Part 4: Visualizing the State Reconciliation Flow
The full reconciliation process upon reconnection is the most complex interaction in this architecture. A Mermaid diagram helps clarify the sequence.
sequenceDiagram participant ClientApp as Client (Redux) participant ServiceWorker as Service Worker participant Server as Haskell Backend Note over ClientApp, Server: Client is offline. User performs Action A. ClientApp->>ServiceWorker: POST /api/command (Action A) ServiceWorker-->>ClientApp: 202 Accepted (Queued) ServiceWorker->>IndexedDB: Store Action A Note over ClientApp, Server: User performs Action B. ClientApp->>ServiceWorker: POST /api/command (Action B) ServiceWorker-->>ClientApp: 202 Accepted (Queued) ServiceWorker->>IndexedDB: Store Action B Note over ClientApp, Server: Network connection is restored. ClientApp->>Server: SSE Connect (Last-Event-ID: 100) Server-->>ClientApp: Streams events 101, 102, 103... ClientApp->>ClientApp: Redux store updates with new events ServiceWorker->>ServiceWorker: Background Sync event triggered ServiceWorker->>IndexedDB: Read Action A from queue ServiceWorker->>Server: POST /api/command (Action A) Server->>Server: Persists Event 104 Server-->>ClientApp: SSE stream sends Event 104 ClientApp->>ClientApp: Redux store updates with Event 104 ServiceWorker->>IndexedDB: Delete Action A ServiceWorker->>IndexedDB: Read Action B from queue ServiceWorker->>Server: POST /api/command (Action B) Server->>Server: Persists Event 105 Server-->>ClientApp: SSE stream sends Event 105 ClientApp->>ClientApp: Redux store updates with Event 105 ServiceWorker->>IndexedDB: Delete Action B
This flow ensures that the client first catches up on all events that happened globally while it was offline. Only then does it attempt to replay its own queued actions. This “fetch-then-replay” sequence minimizes the chance of optimistic UI updates being invalidated.
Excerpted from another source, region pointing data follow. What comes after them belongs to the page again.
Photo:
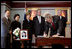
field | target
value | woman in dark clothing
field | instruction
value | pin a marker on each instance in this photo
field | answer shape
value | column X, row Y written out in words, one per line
column 28, row 24
column 15, row 24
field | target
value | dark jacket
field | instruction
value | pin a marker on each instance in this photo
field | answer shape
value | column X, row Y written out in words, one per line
column 49, row 25
column 38, row 27
column 14, row 25
column 29, row 26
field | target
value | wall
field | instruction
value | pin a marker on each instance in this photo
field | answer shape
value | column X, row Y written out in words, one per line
column 21, row 11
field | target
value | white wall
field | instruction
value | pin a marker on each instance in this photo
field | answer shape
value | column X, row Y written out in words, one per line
column 19, row 11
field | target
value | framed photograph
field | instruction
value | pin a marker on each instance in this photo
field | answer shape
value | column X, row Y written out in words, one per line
column 23, row 34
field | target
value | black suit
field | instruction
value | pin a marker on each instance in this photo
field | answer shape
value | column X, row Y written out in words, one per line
column 49, row 25
column 64, row 20
column 14, row 25
column 38, row 27
column 28, row 25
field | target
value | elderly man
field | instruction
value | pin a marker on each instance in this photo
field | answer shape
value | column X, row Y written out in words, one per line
column 5, row 24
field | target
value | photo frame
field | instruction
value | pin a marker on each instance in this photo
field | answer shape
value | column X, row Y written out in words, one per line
column 23, row 34
column 66, row 13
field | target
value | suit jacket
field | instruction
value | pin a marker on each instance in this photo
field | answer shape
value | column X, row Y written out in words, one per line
column 64, row 20
column 49, row 25
column 61, row 24
column 39, row 27
column 5, row 25
column 28, row 25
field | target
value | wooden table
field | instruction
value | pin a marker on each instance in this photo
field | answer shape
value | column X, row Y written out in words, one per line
column 49, row 41
column 22, row 44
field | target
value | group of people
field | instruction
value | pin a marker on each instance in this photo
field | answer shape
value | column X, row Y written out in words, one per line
column 37, row 26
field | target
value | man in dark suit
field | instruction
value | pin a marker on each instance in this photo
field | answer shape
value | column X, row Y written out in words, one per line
column 39, row 23
column 50, row 24
column 62, row 23
column 5, row 24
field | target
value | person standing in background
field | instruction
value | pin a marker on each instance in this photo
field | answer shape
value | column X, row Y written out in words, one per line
column 5, row 25
column 28, row 24
column 63, row 21
column 15, row 24
column 39, row 23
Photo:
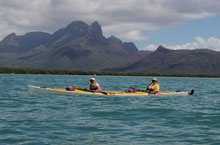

The architecture is not without its own complexities and trade-offs. The reliance on an in-memory event store in this example is a significant simplification; a production system requires a durable, scalable event log like Kafka or a dedicated database. Event schema versioning becomes a critical concern over the application’s lifecycle; careful planning is needed to ensure that changes to event structures are backward-compatible.
Furthermore, for long-running systems, replaying the entire event history for every client is inefficient. This naturally leads to the introduction of snapshotting, where the server periodically calculates and stores a snapshot of the current state, allowing clients to load a snapshot first and then apply only the events that have occurred since. Finally, this design does not explicitly handle command conflicts. If a user’s offline action is invalid by the time it’s replayed (e.g., trying to modify a deleted item), the server must have robust validation and a mechanism to report the rejection back to the user. This is a significant challenge in its own right, often pushing architectures towards a full CQRS pattern for more explicit command handling.